Thousands of trucks and cars shot past them, racing at what seemed like ridiculous speeds. “Ah!” Shelby jumped, twisting toward
the steering wheel even though she was belted in. An SUV merged halfway into their lane and then swerved back when Lydia wouldn’t
move over.

“How long have I been asleep?”

“A long time.”

“This isn’t St. Louis. It can’t be St.
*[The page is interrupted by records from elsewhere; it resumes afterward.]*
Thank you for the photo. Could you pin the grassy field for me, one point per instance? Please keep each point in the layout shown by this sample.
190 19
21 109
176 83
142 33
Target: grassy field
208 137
Louis already.”

“Time flies when you’re sound asleep.” Lydia rolled the window down again to greet the acrid rubber and carbon smells of heavy
traffic. “Ah, the smell of the city.” She felt they needed it—the pleasure of the music cranked up, their hair tugging in
the wind, strands tossed by the air in front of their faces.

Shelby pivoted sideways in the seat again and tried to give Lydia a high-five.

A grin. “You think I can do that while I’m driving in this city traffic, you’ve got more confidence than I do.” Her elbows
had unclenched a little bit, but Lydia was still driving with both hands.

“You saved that little girl, Miss P. We have to celebrate.”

“We aren’t going to celebrate while we’re moving sixty-five miles an hour.”

“But we’ve gotten away from Shadrach, Miss P.” Shelby picked up a package of wintergreen Lifesavers and sliced a seam in the
paper. She lifted the next candy with the flick of one peeling peach fingernail. “Here.”

Lydia opened her mouth sideways and Shelby slid it in.

“We’re just
us.
You and
me.”
Then, like a song. “
Me
and Miss
P.”

An hour later, they had stopped for a snack and were heading into Illinois. With sandwich foil blooming like lilies in their
laps, picking lettuce off their legs where it had fluttered free, arguing over who got the one cup holder in the Buick’s fold-out
armrest, they soared along the open road, searching new territory with no one to stop them. And Lydia did her best to concentrate
on Shelby, not on the stunning moments when she remembered that Charlie had been arrested, or that he wanted his ring back,
or that she’d found a lost little girl in the woods. She focused on the girl beside her, not on the sorrow that lay behind
her. She focused on someone she knew she needed to care for, not on the questions that lay before her. She didn’t think about
her life tilting. She didn’t think about there being nothing stable beneath her feet.